Mr. Tait said in a note to clients:
We have been concerned about the sustainability of Pengrowth’s distribution level given the continued weakness in commodities. Therefore, the distribution cut is a step in the right direction. In light of the current credit and commodity price environment, we believe preserving a company’s balance sheet should be among the top operational and strategic priorities for management.
Pengrowth said Thursday after market close that it was reducing next month's distribution by 25% from C$0.22.5 per unit to C$0.17 per unit. Shares, which climbed 5% to C$9.75 on Friday, were down 5% to C$9.18 at 12:30 p.m. ET on Monday.
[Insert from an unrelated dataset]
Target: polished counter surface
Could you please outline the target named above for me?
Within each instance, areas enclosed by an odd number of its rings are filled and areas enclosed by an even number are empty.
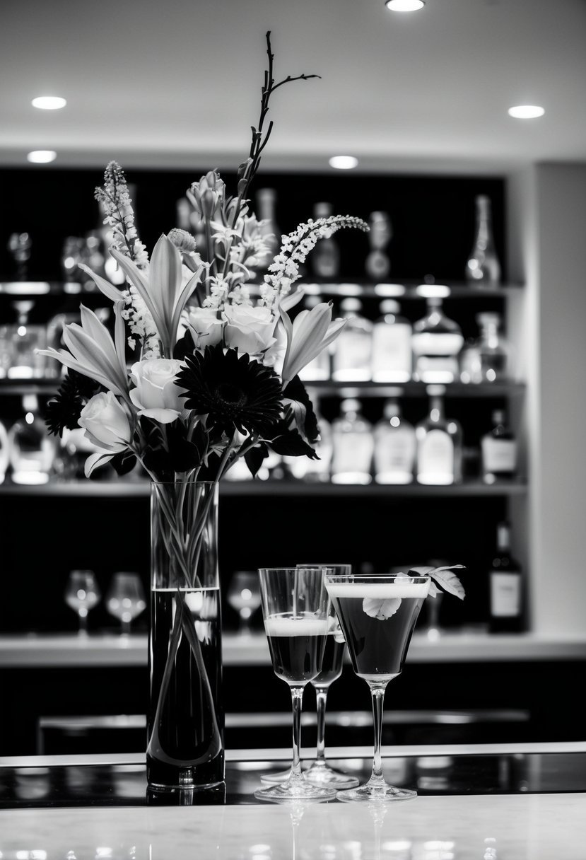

Mr. Tait reduced his cash distribution estimates to C$2.59 per unit from C$2.70 in 2008, and to C$2.04 from C$2.30 in 2009 and 2010. He also calculated the trust’s basic payout ratio to be 70% in 2008, 76% in 2009 and 2010. The analyst maintained his "market perform" rating and dropped his price target from C$14 to C$13.
In addition to lowering the distribution, Pengrowth also lowered its 2009 capital budget by 47% to C$215-million.
Mr. Tait noted that despite the significant reduction in the capital budget, Pengrowth's production is only expected to fall 6% next year.